Kommunalpolitische Diskussion zum Thema "Flüchtlinge"

Susanne Mende (Kirchenkreis Harzer Land), Anja Bengsch (Vorstand Grüne), Pascal Simoleit (Koordinierungsstelle Migration), Julia Hamburg (MdL), Clarissa Reisen-Bergmann (Vorstand Grüne), Raymond Rordorf (Sprecher Ratsfraktion).

Osteroder Grüne diskutierten Thema Flüchtlingshilfe

 

Die Osteroder Stadtratsfraktion der GRÜNEN hatte sich bei ihrem Monatstreffen im November das Thema Flüchtlingshilfe und -betreuung vorgenommen und dazu Fachleute eingeladen.

Als Gäste kamen die grüne  Landtagsabgeordnete Julia Hamburg und Pascal Simoleit von der Koordinierungsstelle für Migration und Teilhabe des Landkreises Osterode am Harz. Fraktionsvorsitzender Raymond Rordorf aus Osterode leitete die Diskussion.

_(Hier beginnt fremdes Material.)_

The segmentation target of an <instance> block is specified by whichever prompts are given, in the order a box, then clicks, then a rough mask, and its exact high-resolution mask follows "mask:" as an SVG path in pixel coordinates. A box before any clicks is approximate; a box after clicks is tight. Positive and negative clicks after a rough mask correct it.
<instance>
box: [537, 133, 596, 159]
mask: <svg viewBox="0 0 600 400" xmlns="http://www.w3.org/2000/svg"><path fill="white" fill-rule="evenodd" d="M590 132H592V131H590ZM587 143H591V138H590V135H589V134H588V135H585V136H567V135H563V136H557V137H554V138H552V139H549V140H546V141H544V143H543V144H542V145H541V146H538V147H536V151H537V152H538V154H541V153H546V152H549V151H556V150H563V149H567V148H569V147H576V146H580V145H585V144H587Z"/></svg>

Julia Hamburg berichtete aus landessicht über die weiter steigende Anzahl von Flüchtlingen, die nach Deutschland und damit auch nach Niedersachen kommen. Die Anzahl der auf die Gemeinden verteilten Flüchtlinge werde in 2016 weiter deutlich steigen. Verbunden damit seien steigende Kosten für Flüchtlingsbetreuung und Unterbringung, wobei das Problem, überhaupt sachgerechte Unterbringung zu gewährleisten immer schwieriger werde. Unpopuläre Themen, wie die Beschlagnahmung von Wohnraum für die Erstunterbringung müssten auf Landesebene erwogen werden. Für die Betreuung in den Gemeinden habe die Landesregierung  Finanzmittel für 267 Schulsozialarbeiter und Flüchtlingssozialarbeiter bereitgestellt. Das Land sehe dringenden Handlungsbedarf sich in den Flüchtlingsunterkünften vermehrt um das Thema Gewalt und sexuelle Übergriffe zu kümmern.  Julia Hamburg wies darauf hin, dass das Land vor einem Berg von Aufgaben stehe, die zwar bekannt seien aber nur langsam abgearbeitet werden können. „Die Behörden arbeiteten am Rande ihrer Belastungsfähigkeit“, ist Julia Hamburgs Eindruck.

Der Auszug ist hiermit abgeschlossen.